In a variety of integrated circuit (IC) fabrication processes, including plasma etching, plasma enhanced chemical vapor deposition (PECVD), and plasma sputter deposition applications, plasmas are produced within a process chamber by introducing a process gas at vacuum pressure into the chamber and then coupling electrical energy into the chamber to create and sustain a plasma in the process gas. The plasma may exist at various ionization fractions from 10−6 up to a fully ionized plasma.
Inductively coupled plasmas (ICP) are often used to produce high density plasmas, for example, for processes such as ionized PVD (iPVD) and some types of plasma etching. To generate such plasmas a coil or antenna is shaped and positioned with respect to the processing chamber to inductively couple energy into the processing chamber and thus create and sustain the plasma therein.
In some ICP systems, an inductive coil or antenna is positioned around or proximate the top portion or another end of the chamber to create a plasma within the chamber. Such an antenna is positioned on one side of a dielectric plate or window in the wall of the processing chamber, and electromagnetic energy from the antenna is coupled through the dielectric window and into the plasma. One suitable dielectric material for a window or chamber sidewall is quartz.
The geometry of an ICP system is a factor in determining both plasma density and uniformity, which, in turn, can affect the processing uniformity over the area of the substrate. It has often been regarded as desirable to produce a uniform, high-density plasma over a significantly large area so that large substrate sizes can be accommodated. Ultra large-scale integrated (ULSI) circuits, for example, are presently formed on wafer substrates having diameters of 200 mm and 300 mm.
Numerous coil configurations are used in inductively coupled plasma sources. Generally, these coils are becoming larger, requiring larger dielectric windows to allow RF energy to penetrate into plasma. Scaling up an external antenna for large area plasma in a conventional inductively coupled discharge meets such difficulties as thicker dielectric window to withstand atmospheric forces, and a higher inductance of antenna, significant increase of RF power. Problems also increase in the areas of stray capacitance, mutual coupling, voltage at the ends of scaled antenna, capacitive coupling between the antenna and plasma, sparking and arcing at atmospheric side among others.

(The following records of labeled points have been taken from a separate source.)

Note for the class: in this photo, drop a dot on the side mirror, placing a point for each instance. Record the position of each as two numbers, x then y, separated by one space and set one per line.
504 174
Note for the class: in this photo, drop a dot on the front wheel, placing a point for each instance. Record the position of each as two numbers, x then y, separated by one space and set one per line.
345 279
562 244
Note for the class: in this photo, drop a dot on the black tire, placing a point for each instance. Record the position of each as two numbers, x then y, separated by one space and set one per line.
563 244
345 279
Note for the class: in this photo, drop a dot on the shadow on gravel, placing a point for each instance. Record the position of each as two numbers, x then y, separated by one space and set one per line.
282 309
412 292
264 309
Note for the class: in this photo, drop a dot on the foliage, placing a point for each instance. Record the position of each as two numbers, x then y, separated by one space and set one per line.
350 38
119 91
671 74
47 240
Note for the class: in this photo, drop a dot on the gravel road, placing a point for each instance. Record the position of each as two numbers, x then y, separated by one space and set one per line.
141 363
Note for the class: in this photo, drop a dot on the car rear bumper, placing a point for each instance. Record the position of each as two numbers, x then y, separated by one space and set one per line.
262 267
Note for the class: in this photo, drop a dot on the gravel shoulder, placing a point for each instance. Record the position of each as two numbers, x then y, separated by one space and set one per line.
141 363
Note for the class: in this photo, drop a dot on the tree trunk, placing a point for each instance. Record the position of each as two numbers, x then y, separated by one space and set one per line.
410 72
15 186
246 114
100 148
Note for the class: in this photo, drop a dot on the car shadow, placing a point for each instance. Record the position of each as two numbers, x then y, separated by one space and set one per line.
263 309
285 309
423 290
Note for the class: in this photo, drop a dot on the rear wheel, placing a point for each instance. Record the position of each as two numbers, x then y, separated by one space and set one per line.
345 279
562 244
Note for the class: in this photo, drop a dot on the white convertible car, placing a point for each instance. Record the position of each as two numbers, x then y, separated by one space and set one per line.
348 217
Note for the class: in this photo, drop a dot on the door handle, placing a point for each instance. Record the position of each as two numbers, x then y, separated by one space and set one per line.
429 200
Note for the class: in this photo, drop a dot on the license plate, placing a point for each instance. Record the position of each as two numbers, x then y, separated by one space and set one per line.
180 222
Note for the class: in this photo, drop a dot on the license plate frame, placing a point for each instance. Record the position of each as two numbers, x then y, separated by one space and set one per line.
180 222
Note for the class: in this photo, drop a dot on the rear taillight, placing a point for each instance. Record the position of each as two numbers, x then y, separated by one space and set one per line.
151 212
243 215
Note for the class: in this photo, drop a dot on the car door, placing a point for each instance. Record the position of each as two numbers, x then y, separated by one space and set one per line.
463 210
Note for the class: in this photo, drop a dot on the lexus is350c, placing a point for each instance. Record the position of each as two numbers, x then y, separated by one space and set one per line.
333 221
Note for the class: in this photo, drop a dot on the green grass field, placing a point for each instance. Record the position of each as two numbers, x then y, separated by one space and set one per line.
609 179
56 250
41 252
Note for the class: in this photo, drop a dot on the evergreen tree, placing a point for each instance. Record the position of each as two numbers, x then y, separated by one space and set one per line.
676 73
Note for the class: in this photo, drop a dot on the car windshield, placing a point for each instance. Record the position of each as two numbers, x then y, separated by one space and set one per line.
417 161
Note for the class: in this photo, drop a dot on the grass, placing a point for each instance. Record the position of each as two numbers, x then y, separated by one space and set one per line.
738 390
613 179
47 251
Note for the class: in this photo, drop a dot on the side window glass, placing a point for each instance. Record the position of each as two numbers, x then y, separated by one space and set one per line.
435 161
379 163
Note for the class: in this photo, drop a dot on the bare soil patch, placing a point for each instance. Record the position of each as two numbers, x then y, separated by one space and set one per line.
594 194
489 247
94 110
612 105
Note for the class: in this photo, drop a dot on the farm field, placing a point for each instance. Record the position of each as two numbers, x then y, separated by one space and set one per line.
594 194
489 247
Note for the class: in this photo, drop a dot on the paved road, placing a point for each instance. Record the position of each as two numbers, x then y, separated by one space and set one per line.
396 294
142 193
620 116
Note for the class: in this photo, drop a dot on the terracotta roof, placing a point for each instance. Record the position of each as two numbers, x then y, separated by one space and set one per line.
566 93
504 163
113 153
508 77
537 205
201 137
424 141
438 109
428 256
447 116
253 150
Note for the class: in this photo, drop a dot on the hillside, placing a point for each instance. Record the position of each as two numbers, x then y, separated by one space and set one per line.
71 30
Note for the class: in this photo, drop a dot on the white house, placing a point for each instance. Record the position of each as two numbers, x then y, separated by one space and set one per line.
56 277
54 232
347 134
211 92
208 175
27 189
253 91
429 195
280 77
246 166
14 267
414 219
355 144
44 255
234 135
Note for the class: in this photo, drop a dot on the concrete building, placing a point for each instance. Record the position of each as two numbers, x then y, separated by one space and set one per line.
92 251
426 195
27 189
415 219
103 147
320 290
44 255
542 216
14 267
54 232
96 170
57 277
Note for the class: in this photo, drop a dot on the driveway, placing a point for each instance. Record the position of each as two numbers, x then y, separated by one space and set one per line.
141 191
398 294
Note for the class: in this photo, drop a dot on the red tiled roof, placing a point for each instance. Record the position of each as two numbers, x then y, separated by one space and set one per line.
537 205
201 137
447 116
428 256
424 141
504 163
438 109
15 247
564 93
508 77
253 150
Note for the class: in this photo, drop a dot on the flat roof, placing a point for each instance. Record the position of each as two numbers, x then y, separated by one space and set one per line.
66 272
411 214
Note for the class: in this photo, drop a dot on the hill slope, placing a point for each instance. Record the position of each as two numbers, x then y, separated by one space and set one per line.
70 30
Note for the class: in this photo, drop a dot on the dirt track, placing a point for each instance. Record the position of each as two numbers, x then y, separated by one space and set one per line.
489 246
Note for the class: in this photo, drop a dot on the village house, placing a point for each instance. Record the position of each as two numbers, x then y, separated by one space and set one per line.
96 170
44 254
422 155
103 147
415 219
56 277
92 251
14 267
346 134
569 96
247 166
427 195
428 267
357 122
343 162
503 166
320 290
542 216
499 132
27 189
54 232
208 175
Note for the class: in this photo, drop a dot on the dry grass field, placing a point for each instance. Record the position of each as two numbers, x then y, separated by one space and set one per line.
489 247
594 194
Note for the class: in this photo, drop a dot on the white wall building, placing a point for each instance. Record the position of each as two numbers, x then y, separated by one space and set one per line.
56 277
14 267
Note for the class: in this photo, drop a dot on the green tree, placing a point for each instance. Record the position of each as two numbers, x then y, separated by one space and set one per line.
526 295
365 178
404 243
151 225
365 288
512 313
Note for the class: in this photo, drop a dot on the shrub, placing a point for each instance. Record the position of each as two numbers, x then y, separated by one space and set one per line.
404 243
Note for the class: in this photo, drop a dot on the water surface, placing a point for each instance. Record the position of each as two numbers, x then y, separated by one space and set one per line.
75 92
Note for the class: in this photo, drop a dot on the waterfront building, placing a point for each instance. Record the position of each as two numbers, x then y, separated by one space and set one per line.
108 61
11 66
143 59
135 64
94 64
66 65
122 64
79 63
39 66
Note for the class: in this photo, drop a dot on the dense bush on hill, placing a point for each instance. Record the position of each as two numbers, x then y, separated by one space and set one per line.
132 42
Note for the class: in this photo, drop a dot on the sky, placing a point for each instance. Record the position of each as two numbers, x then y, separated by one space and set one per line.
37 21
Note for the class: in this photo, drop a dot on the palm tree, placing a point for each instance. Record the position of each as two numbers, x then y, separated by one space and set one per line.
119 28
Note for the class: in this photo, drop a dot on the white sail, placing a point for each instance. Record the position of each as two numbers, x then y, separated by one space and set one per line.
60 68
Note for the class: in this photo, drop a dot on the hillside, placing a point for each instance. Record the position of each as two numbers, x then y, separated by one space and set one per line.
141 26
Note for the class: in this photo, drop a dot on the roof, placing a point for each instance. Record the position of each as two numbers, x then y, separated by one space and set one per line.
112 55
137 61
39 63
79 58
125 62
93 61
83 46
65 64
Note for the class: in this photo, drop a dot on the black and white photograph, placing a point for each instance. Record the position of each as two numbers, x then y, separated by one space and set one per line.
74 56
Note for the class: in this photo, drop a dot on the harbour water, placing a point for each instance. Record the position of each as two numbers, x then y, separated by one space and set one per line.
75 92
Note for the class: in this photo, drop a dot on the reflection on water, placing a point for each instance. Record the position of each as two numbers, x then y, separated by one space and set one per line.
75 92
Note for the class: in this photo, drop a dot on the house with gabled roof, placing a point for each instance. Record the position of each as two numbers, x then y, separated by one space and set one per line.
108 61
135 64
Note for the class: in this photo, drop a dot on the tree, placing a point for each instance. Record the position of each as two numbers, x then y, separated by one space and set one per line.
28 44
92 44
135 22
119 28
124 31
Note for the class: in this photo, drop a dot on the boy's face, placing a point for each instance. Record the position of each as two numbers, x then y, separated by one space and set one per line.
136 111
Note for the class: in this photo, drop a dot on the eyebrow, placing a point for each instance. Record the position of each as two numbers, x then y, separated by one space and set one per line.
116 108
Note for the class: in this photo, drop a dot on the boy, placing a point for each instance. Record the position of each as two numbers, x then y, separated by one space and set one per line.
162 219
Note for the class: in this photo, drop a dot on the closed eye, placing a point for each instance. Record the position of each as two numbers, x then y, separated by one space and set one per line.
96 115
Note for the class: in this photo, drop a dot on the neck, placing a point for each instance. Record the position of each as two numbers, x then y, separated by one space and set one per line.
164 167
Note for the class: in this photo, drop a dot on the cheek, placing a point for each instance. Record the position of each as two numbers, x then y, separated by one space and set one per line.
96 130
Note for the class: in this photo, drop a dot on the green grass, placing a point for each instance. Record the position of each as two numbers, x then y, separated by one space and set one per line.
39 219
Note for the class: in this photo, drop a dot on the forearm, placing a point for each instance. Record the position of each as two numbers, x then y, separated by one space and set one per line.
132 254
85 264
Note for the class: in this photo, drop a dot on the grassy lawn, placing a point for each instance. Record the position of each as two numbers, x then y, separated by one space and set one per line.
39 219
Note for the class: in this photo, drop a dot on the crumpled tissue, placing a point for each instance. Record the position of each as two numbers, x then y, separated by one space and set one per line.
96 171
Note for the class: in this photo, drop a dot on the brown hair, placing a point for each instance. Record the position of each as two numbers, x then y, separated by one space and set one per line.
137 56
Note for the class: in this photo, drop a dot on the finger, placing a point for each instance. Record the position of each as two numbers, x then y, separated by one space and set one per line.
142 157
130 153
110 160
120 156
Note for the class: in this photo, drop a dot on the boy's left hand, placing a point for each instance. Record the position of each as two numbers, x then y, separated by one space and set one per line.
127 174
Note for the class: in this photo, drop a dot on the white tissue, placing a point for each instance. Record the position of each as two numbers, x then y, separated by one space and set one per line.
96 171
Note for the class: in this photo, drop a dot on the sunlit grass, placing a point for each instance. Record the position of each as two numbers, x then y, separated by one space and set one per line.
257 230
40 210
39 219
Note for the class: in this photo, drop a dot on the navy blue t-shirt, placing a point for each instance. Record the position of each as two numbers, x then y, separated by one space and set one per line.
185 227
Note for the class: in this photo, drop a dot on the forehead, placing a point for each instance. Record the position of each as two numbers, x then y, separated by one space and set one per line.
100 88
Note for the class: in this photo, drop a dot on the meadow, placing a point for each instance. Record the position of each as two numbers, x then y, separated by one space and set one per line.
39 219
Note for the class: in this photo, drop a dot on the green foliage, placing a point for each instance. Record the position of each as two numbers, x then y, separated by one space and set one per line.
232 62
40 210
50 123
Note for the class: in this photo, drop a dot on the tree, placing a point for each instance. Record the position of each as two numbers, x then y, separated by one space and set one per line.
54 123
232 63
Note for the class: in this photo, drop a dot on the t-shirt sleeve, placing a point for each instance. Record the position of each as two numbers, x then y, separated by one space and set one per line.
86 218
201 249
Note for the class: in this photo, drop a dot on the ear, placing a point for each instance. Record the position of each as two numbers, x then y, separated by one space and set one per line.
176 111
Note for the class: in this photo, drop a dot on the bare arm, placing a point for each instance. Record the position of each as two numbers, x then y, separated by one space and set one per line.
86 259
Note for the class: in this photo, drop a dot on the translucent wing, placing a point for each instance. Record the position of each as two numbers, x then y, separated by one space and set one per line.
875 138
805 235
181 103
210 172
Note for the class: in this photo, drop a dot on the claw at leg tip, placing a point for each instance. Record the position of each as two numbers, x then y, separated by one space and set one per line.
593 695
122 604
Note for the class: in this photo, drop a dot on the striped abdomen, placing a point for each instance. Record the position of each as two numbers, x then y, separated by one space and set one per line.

The geometry of an inductively coupled plasma source, specifically of the antenna, is known to be a significant factor in determining both the plasma and processing uniformity. In an ICP source, plasma is excited by heating electrons in the plasma region near the vacuum side of the dielectric window by oscillating inductive fields produced by the antenna and coupled through the dielectric window. Inductive currents that heat the plasma electrons are derived from RF magnetic fields produced by RF currents in the antenna. The spatial distribution of the magnetic field is a function of the sum of the fields produced by each portion of the antenna conductor. Therefore the geometry of the inductive antenna and efficiency of RF power delivery into the plasma can in large part determine the spatial distribution of the plasma ion density within the reactor chamber.
In some cases, a Faraday shield that is transparent to the inductive component of the electromagnetic field is used to suppress the capacitive coupling from the antenna to the plasma and to prevent a conductive or other contaminating layer from building up on the dielectric window. The geometry and structure of such a shield have an effect on the spatial distribution of plasma inside the chamber as well.